The remaining clouds are passed to the second step of the DA (Fig. 2, second column, in orange), which computes the HCF either centered around the lidar profiles (CHCF) or using forward (FHCF) or backward profiles (BHCF) as shown in Fig. 3. These three HCFs ensure capturing the full horizontal extent of the cloud layer regardless of whether the lidar probes toward the edge or the center of the layer while remaining more computationally efficient than treating clouds by contiguous horizontal clusters. For example, the CHCF is 100 % in the specific case of Fig. 3a, whereas FHCF and BHCF are about 50 %. Should the first lidar profile be at the beginning of the cloud, the centered, forward and backward HCF would be about 53 %, 100 % and 7 % (Fig. 3b). Additionally, the HCFs are computed over four different length scales, 10, 20, 40 and 80 km, to characterize various cloud scenarios: open-cell and closed-cell Sc (Wood, 2012), as well as different Cu organizations in Sc–Cu transition clouds (Albrecht et al., 2019; Lamer et al., 2015; Rauber et al., 2007; Teixeira et al., 2011).
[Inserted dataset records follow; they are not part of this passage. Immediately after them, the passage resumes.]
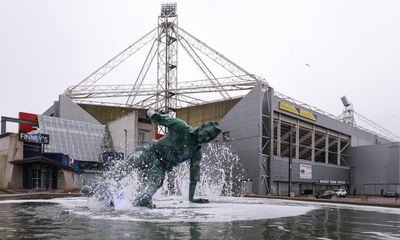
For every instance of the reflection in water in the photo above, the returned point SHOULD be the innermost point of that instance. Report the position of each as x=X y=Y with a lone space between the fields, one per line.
x=46 y=221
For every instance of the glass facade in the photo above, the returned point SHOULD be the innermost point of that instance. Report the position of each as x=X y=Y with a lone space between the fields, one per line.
x=80 y=140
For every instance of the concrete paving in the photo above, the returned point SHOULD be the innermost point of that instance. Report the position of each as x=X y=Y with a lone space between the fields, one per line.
x=351 y=199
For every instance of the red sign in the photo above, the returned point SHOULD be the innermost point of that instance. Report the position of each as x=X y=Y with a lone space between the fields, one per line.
x=159 y=136
x=27 y=116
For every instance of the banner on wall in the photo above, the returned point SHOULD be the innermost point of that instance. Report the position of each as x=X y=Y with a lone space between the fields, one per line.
x=305 y=171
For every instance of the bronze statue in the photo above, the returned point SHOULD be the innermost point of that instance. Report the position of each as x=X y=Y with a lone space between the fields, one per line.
x=181 y=143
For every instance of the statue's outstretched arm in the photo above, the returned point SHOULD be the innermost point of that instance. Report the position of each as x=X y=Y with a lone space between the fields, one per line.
x=195 y=177
x=165 y=120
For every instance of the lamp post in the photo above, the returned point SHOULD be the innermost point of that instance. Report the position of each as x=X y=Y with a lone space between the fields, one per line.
x=290 y=161
x=126 y=142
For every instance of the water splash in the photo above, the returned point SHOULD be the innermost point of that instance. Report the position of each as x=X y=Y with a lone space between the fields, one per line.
x=220 y=169
x=221 y=173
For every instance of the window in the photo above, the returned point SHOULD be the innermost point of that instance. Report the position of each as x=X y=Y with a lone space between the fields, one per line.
x=143 y=137
x=226 y=136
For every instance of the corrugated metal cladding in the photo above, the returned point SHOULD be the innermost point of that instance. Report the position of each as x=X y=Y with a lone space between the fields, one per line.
x=243 y=125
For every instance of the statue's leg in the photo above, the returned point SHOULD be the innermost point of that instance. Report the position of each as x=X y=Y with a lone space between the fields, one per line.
x=152 y=180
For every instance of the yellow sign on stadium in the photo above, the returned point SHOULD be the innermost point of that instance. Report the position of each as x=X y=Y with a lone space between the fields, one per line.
x=298 y=111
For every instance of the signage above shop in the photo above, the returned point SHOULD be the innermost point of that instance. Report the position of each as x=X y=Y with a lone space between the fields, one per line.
x=305 y=171
x=297 y=111
x=38 y=138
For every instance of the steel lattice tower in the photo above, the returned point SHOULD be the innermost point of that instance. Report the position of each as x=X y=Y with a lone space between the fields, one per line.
x=168 y=94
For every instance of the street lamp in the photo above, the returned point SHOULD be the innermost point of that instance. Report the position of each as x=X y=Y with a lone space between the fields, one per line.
x=290 y=161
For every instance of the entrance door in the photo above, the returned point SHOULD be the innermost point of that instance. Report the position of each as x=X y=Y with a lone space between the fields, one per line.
x=36 y=177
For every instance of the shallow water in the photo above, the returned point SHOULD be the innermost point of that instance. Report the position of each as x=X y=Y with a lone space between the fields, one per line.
x=224 y=218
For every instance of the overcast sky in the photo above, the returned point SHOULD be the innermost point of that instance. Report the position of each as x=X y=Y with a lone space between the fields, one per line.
x=314 y=51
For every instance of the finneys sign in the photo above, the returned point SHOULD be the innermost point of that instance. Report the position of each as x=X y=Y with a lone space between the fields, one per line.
x=39 y=138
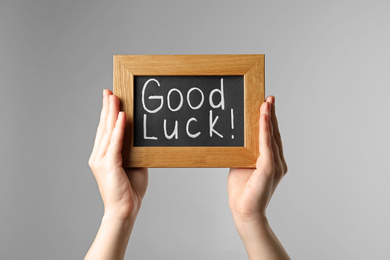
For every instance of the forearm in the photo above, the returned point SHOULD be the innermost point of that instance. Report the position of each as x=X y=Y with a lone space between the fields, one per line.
x=112 y=238
x=260 y=241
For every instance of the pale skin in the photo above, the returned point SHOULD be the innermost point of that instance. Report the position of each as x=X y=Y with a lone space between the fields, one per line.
x=122 y=190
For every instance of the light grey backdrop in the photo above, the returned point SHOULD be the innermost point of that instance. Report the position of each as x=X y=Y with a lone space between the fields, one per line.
x=327 y=62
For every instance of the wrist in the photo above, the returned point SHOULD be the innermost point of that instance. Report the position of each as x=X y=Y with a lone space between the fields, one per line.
x=250 y=228
x=116 y=222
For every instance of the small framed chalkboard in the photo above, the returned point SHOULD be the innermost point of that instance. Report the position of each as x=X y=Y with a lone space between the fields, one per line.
x=190 y=110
The larger 40–80 km scales permit a clear distinction between the two types of clouds since Sc clouds typically cover vast areas compared to more-fractionated trade-Cu clouds. Figure 4c and d show the probability density function (PDF) of the 40 and 80 km CHCFs, respectively, for typical Cu (light blue bars) and Sc (light red bars) cases extracted from day and night CALIPSO orbits over the tropics (35 S/N, eight orbit segments in total). These results confirm a rather clear separation, marked by purple lines, between the two populations for CHCFs. Although some slight overlap is visible, it disappears when the 40 and 80 km CHCFs are run together (not shown). However, in regions of open-cell Sc and Sc–Cu transition, the overlap may be larger (Fig. S6), and additional tests are needed to determine the type of clouds, i.e., Sc, broken Sc, Cu under Sc, Cu with stratiform outflow or Cu. In those instances, the 10 and 20 km CHCFs help further distinguish Sc from the other clouds (Fig. 4a and b). Finally, note that when all 480 m pixels below 1.92 km are fully attenuated (4 pixels), the profile is excluded from the HCF computation – consistent with what is done in the GOCCP product for cloud fraction computations – because we do not know whether these pixels are clear or cloudy.

Figure 3Illustration of the horizontal along-track averaging that is used by the DA to compute the horizontal cloud fraction (HCF): (a) the lidar beam is in the middle of the cloud and (b) the lidar beam is at the edge of the cloud. The dark-green circles correspond to the profiles used in the different horizontal averaging scenarios (centered, forward or backward).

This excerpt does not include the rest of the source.